You can induce eddy currents in the non-ferrous metals that remain in the waste stream, causing them to move within a strong magnetic field: basically, anything conductive flies off a conveyor belt, while the non-metallic remainder drops into a bin.

So what’s left in the mixed waste stream? Everything that isn’t metal: stones, glass, mouldy food, plastic, bits of wood… whatever. There is still a lot of separation to be done. This is where the endearingly-named Witch Test comes in, which is simply this:

If it floats, burn it.

Ordeal by water was a common feature of the witch-hunts of the 16th and 17th century (although it originated much earlier) and it’s this practice that gives us such a colourful name for the separation of waste by density – perhaps influenced in part by a certain Monty Python scene.

The ducking stool

Ordeal by water, or the ‘ducking stool’

Items that are light enough to float on water are likely to be combustible… so the Witch Test suggests that you simply dump your waste into a tank of water, and skim off anything at the surface, to burn for energy recovery. This reclaimed mixture is called Refuse Derived Fuel (RDF) and is readily used in power stations that otherwise burn fossil fuels. Nowadays, technology offers alternative methods for separating out the lighter materials: most approaches now use a blower (an “air knife”) instead of floatation, and this is preferable because dry RDF is lighter and thus cheaper to transport, so it appears that the Witch Test might soon disappear from the waste processing lexicon.

I’ll miss it.

Modern instruments of torture that your waste might encounter include the waste autoclave: a pressure vessel (or continuous process) employing saturated steam at around 160°C that ‘cooks’ the waste, killing bugs and causing paper and fibrous materials to break down completely (they are thus readily sifted out), while driving out moisture and causing the volume of the waste to reduce.

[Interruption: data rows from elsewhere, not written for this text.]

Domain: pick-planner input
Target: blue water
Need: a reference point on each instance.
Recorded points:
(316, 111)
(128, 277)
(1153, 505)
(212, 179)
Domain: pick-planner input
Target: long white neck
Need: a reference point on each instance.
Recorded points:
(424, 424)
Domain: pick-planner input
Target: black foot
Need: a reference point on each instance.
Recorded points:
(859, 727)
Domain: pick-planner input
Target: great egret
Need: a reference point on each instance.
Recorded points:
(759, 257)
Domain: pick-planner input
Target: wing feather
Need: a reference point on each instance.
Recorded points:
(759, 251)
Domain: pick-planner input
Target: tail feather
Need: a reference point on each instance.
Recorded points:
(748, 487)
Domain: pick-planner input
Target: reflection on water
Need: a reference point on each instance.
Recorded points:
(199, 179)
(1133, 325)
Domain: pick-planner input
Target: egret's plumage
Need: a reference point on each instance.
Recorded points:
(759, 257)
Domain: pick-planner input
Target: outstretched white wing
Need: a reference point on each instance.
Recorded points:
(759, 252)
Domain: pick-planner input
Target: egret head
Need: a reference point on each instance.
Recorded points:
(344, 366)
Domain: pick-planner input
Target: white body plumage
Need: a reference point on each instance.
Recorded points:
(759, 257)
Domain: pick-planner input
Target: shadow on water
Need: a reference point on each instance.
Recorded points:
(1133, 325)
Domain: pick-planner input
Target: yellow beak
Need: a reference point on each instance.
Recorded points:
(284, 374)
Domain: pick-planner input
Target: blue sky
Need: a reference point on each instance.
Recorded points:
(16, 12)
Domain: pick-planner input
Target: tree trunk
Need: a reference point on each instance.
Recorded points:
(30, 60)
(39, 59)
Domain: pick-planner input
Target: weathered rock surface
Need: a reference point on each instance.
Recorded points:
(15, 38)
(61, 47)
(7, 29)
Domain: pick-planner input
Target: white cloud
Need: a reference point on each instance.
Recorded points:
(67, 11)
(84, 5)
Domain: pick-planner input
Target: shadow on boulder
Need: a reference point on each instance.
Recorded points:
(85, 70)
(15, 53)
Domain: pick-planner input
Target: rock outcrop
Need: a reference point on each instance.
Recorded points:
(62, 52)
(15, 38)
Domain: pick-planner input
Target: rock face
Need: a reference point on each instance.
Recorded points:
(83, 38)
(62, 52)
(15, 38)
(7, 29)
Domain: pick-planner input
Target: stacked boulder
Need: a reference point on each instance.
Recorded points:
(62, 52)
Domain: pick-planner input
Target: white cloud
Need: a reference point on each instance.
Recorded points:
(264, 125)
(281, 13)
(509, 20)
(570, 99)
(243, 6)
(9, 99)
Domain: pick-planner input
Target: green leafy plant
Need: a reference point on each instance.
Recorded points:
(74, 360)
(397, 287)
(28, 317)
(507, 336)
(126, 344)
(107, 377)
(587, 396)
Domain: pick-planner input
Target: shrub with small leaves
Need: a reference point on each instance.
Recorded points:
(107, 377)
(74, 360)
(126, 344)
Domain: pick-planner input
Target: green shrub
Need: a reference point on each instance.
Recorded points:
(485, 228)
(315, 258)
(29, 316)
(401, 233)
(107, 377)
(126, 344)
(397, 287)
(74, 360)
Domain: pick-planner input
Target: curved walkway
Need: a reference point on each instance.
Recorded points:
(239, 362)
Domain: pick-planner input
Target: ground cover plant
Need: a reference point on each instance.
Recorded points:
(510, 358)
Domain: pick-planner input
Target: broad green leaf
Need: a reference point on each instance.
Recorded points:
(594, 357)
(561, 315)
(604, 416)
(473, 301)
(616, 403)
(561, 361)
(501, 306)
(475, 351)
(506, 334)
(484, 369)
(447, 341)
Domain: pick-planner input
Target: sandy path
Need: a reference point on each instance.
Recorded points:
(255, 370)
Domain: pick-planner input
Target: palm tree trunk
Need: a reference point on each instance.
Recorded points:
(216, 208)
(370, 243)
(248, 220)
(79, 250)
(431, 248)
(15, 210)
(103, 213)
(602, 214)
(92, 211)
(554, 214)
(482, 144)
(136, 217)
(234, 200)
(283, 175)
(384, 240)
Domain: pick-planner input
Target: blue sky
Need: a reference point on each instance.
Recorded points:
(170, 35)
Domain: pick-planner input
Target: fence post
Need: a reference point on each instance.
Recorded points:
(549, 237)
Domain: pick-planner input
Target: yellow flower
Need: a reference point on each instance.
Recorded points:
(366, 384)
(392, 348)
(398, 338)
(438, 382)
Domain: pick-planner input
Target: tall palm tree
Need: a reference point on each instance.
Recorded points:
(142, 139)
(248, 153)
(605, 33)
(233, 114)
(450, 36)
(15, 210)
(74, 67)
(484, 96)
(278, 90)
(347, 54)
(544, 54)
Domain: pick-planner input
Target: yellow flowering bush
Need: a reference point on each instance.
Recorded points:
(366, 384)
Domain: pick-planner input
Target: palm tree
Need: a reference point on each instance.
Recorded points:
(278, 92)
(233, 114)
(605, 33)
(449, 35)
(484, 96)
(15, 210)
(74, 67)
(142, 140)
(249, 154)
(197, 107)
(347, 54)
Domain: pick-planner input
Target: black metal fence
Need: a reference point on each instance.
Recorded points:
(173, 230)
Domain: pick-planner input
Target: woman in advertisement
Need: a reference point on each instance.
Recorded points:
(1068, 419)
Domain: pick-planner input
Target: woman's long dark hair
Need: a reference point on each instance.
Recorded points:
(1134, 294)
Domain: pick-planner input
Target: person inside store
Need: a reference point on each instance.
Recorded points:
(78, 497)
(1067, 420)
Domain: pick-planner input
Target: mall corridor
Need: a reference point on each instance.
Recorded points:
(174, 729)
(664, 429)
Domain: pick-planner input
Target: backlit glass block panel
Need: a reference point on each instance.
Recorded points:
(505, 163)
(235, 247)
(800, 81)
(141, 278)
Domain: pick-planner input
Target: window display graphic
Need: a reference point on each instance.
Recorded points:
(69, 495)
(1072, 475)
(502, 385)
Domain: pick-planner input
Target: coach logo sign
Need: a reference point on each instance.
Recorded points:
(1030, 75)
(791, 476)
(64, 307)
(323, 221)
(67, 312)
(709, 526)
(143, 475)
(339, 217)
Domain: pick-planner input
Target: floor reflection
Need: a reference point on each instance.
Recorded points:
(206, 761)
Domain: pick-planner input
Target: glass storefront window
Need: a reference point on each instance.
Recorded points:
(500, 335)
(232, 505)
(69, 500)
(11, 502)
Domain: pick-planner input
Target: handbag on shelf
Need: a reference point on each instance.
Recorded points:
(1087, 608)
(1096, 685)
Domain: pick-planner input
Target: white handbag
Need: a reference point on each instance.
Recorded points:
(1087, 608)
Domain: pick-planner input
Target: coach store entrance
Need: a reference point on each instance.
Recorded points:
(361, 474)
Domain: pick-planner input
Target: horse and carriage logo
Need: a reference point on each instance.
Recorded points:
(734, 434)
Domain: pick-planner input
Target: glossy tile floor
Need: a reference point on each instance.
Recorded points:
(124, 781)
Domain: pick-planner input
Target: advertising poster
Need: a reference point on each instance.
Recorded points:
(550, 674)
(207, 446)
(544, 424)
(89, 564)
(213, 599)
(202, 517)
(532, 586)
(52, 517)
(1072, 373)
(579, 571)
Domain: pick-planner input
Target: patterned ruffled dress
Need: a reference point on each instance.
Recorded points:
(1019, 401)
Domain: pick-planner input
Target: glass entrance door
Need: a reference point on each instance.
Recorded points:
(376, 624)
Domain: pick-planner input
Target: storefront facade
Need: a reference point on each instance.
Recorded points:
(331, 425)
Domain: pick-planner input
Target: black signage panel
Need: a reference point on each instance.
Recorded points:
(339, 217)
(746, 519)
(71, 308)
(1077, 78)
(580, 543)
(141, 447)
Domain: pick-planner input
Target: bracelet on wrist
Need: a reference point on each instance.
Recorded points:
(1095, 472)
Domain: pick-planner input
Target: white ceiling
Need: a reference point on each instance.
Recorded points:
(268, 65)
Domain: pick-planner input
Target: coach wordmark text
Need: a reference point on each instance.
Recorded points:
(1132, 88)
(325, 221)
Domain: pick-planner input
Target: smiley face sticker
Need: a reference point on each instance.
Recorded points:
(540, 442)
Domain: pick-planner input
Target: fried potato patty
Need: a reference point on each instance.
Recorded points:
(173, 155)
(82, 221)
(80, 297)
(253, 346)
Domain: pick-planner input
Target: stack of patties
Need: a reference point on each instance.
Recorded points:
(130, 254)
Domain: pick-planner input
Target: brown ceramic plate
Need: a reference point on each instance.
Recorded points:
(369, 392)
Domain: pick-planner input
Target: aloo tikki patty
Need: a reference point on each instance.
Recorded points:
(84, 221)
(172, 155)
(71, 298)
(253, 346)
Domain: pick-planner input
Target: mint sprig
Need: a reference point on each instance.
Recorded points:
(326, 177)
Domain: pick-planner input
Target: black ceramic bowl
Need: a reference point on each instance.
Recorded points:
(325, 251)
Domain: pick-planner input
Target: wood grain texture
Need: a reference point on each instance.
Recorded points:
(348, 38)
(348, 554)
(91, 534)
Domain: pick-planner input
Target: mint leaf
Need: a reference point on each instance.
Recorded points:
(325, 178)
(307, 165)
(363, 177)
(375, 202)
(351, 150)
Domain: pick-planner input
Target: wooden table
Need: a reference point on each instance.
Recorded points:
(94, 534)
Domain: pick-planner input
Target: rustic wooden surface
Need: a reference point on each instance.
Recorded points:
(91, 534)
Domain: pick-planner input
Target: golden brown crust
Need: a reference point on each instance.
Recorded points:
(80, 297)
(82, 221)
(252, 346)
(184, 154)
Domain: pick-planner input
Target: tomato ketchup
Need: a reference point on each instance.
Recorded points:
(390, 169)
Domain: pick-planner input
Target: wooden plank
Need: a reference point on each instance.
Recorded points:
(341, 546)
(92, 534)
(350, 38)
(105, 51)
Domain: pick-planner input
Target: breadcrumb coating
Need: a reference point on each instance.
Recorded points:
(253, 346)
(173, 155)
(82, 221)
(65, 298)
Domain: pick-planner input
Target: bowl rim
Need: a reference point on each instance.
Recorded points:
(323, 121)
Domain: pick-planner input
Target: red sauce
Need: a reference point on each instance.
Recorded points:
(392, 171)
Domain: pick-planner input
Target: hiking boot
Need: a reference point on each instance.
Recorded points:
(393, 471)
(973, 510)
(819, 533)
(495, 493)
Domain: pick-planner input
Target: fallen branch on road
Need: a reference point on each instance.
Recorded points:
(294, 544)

Also, I haven’t mentioned the biological approaches that can be employed; composting and anaerobic digestion. This is very much a buffet of technologies, with different companies each employing a subset of these sorting and treatment technologies, in different sequences. There really is no single preferred approach.

Whatever approaches to waste separation are used, an awful lot of work is required to re-establish some kind of order from the chaos of a mixed waste stream, and the sad thing here is that many of the materials in the waste stream are potentially very valuable… at least until they get co-mingled and contaminated.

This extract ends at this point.